Desde que não prejudique as atividades e a saúde econômica da empresa, a penhora de faturamento é uma medida viável. O entendimento é do Superior Tribunal de Justiça, que rejeitou Embargos de Divergência propostos pela empresa Silex Trading contra decisão da 4ª Turma do Tribunal.

Os ministros determinaram a penhora de 10% sobre a diferença entre o preço da mercadoria vendida e o seu custo para cobrir uma dívida de US$ 1,6 milhão contraída com a empresa Ogao Limited. O STJ manteve as decisões de primeira e segunda instâncias, mas reduziu de 30% para 10% a penhora.

Segundo o ministro Carlos Alberto Menezes Direito, relator dos embargos rejeitados, a decisão do STJ “cercou-se das cautelas necessárias, eis que a redução do limite da penhora, de 30% sobre o faturamento da empresa para 10% sobre os lucros efetivamente auferidos na venda de mercadorias, implica, por si só, no cuidado de obstar qualquer transtorno ou desequilíbrio financeiro”.

A dívida resultou de uma operação em que a Ogao prestou assessoria no aperfeiçoamento de contratos comerciais entre a Silex e a Fundación Fondo Nacional de Transporte Urbano, empresa de transportes venezuelana, para a venda de ônibus urbanos. Com a decisão do STJ, o processo voltou para a vara de origem em São Paulo e a penhora já está sendo executada.

Leia a decisão do STJ

ERESP 299.360

Ministro CARLOS ALBERTO MENEZES DIREITO

DECISÃO

Vistos.

O Senhor Ministro Vicente Leal admitiu os presentes embargos de divergência, opostos por Silex Trading S.A., em despacho assim

motivado:

‘Vistos, etc.

A Egrégia Quarta Turma deste Tribunal ao apreciar recurso especial no qual se alegava violação aos artigos 620 e 655 do Código de Processo Civil 1º da Lei nº 6.899/81, manteve o entendimento proclamado pelas instâncias ordinárias de determinar a penhora sobre o faturamento da empresa-embargante, reduzindo de 30% para 10% sobre a diferença entre o preço da mercadoria vendida e o seu custo.

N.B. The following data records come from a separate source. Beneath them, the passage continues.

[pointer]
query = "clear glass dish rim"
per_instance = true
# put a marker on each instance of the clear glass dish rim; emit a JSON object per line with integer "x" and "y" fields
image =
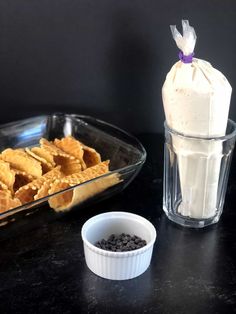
{"x": 192, "y": 137}
{"x": 125, "y": 169}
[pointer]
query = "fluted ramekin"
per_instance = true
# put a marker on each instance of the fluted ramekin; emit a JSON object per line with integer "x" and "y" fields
{"x": 117, "y": 265}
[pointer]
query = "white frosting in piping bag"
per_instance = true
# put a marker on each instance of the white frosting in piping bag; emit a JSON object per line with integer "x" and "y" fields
{"x": 196, "y": 100}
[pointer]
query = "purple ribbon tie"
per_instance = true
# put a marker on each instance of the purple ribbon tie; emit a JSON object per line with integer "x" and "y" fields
{"x": 186, "y": 59}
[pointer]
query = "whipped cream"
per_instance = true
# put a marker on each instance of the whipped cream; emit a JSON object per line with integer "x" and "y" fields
{"x": 196, "y": 99}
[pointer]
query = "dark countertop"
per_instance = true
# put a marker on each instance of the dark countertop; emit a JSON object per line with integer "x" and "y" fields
{"x": 42, "y": 266}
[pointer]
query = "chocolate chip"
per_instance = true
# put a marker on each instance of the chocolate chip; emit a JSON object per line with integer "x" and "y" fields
{"x": 121, "y": 243}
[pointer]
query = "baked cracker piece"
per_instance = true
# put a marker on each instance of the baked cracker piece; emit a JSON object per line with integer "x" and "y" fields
{"x": 21, "y": 178}
{"x": 46, "y": 166}
{"x": 20, "y": 160}
{"x": 91, "y": 157}
{"x": 7, "y": 175}
{"x": 69, "y": 198}
{"x": 27, "y": 192}
{"x": 72, "y": 147}
{"x": 7, "y": 201}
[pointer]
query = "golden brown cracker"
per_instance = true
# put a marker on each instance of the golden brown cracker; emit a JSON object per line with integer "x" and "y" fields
{"x": 91, "y": 157}
{"x": 20, "y": 160}
{"x": 68, "y": 166}
{"x": 72, "y": 147}
{"x": 68, "y": 199}
{"x": 7, "y": 202}
{"x": 46, "y": 166}
{"x": 7, "y": 176}
{"x": 41, "y": 152}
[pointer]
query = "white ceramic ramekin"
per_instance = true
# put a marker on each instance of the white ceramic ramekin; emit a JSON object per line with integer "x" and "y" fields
{"x": 117, "y": 265}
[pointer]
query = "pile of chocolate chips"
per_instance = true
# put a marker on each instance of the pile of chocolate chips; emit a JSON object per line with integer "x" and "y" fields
{"x": 121, "y": 243}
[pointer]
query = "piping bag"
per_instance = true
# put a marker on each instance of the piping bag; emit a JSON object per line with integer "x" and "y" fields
{"x": 196, "y": 99}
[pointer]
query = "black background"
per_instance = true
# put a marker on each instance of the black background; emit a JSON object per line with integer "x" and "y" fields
{"x": 105, "y": 58}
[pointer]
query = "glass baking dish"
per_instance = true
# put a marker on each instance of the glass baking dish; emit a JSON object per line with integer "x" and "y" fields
{"x": 125, "y": 152}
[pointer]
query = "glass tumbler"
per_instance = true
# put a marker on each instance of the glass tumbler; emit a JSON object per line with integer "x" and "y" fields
{"x": 196, "y": 171}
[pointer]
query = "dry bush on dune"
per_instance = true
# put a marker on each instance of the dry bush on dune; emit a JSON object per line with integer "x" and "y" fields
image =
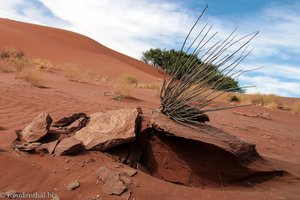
{"x": 269, "y": 101}
{"x": 33, "y": 76}
{"x": 13, "y": 60}
{"x": 121, "y": 90}
{"x": 90, "y": 74}
{"x": 72, "y": 73}
{"x": 296, "y": 107}
{"x": 43, "y": 64}
{"x": 11, "y": 53}
{"x": 131, "y": 80}
{"x": 151, "y": 86}
{"x": 185, "y": 96}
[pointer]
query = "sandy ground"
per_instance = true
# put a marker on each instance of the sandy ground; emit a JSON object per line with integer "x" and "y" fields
{"x": 277, "y": 139}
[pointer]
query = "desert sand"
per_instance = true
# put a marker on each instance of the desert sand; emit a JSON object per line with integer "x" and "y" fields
{"x": 277, "y": 139}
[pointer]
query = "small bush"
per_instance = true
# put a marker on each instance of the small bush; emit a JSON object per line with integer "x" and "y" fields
{"x": 121, "y": 90}
{"x": 33, "y": 77}
{"x": 131, "y": 80}
{"x": 269, "y": 101}
{"x": 43, "y": 64}
{"x": 21, "y": 64}
{"x": 234, "y": 98}
{"x": 151, "y": 86}
{"x": 72, "y": 73}
{"x": 296, "y": 107}
{"x": 91, "y": 74}
{"x": 10, "y": 53}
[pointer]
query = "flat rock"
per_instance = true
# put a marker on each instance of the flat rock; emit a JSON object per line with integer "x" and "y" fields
{"x": 112, "y": 182}
{"x": 68, "y": 146}
{"x": 243, "y": 151}
{"x": 72, "y": 123}
{"x": 73, "y": 185}
{"x": 37, "y": 129}
{"x": 49, "y": 147}
{"x": 128, "y": 171}
{"x": 25, "y": 146}
{"x": 199, "y": 156}
{"x": 108, "y": 129}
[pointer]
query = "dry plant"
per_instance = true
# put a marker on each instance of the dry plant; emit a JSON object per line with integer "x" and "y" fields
{"x": 90, "y": 74}
{"x": 11, "y": 53}
{"x": 121, "y": 90}
{"x": 296, "y": 107}
{"x": 268, "y": 101}
{"x": 33, "y": 76}
{"x": 131, "y": 80}
{"x": 185, "y": 97}
{"x": 43, "y": 64}
{"x": 72, "y": 73}
{"x": 151, "y": 86}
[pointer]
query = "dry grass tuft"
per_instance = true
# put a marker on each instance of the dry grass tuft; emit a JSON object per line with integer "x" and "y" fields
{"x": 33, "y": 76}
{"x": 72, "y": 73}
{"x": 91, "y": 74}
{"x": 296, "y": 107}
{"x": 151, "y": 86}
{"x": 11, "y": 53}
{"x": 131, "y": 80}
{"x": 121, "y": 90}
{"x": 264, "y": 100}
{"x": 43, "y": 64}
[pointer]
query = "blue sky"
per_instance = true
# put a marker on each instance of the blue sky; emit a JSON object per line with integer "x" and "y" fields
{"x": 133, "y": 26}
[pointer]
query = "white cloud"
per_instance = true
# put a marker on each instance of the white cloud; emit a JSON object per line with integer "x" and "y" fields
{"x": 130, "y": 27}
{"x": 269, "y": 85}
{"x": 134, "y": 26}
{"x": 29, "y": 11}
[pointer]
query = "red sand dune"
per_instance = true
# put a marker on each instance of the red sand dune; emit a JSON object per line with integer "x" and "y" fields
{"x": 62, "y": 46}
{"x": 277, "y": 139}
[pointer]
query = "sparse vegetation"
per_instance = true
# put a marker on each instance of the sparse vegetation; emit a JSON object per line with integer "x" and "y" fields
{"x": 193, "y": 84}
{"x": 131, "y": 80}
{"x": 72, "y": 73}
{"x": 11, "y": 53}
{"x": 33, "y": 76}
{"x": 296, "y": 107}
{"x": 43, "y": 64}
{"x": 152, "y": 86}
{"x": 90, "y": 74}
{"x": 121, "y": 90}
{"x": 167, "y": 60}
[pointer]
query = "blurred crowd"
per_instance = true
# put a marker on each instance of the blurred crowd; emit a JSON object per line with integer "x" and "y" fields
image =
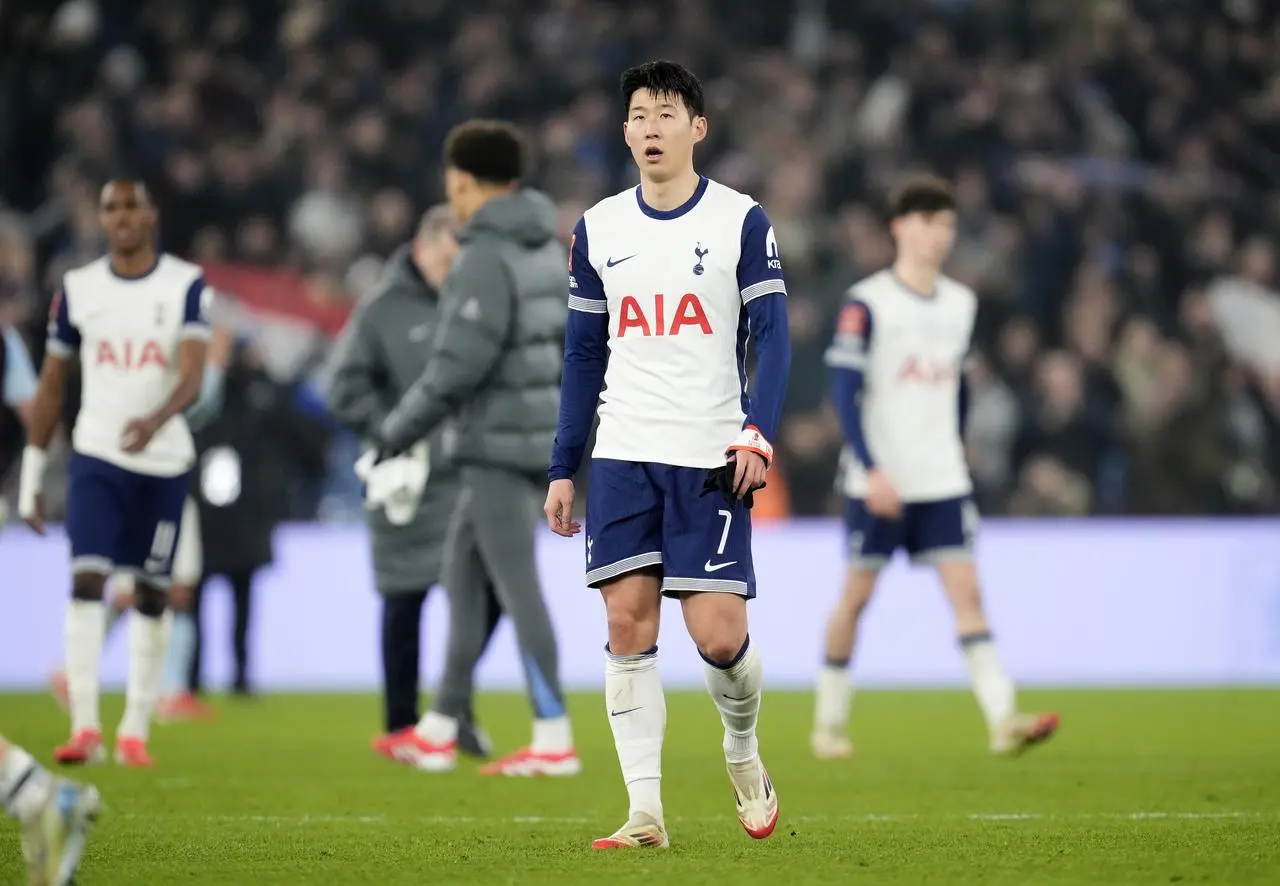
{"x": 1116, "y": 163}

O julgamento fora condensado em acórdão assim ementado:

‘EXECUÇÃO. PENHORA. FATURAMENTO.

A penhora de faturamento de empresa somente pode ser admitida em caso excepcional e em quantitativo que não prejudique a normalidade de seus negócios. Caso em que os bens nomeados estão localizados em lugar distante no interior do país ou se constituem em ações da própria empresa, a evidenciar a extrema dificuldade que terá a credora para obter a satisfação do seu crédito. Provimento em parte, para permitir a penhora de 10% sobre a diferença entre o preço da mercadoria vendida e o seu custo, considerando o tipo de atividade da devedora. Recurso conhecido pela divergência e provido em parte’ (fl. 547).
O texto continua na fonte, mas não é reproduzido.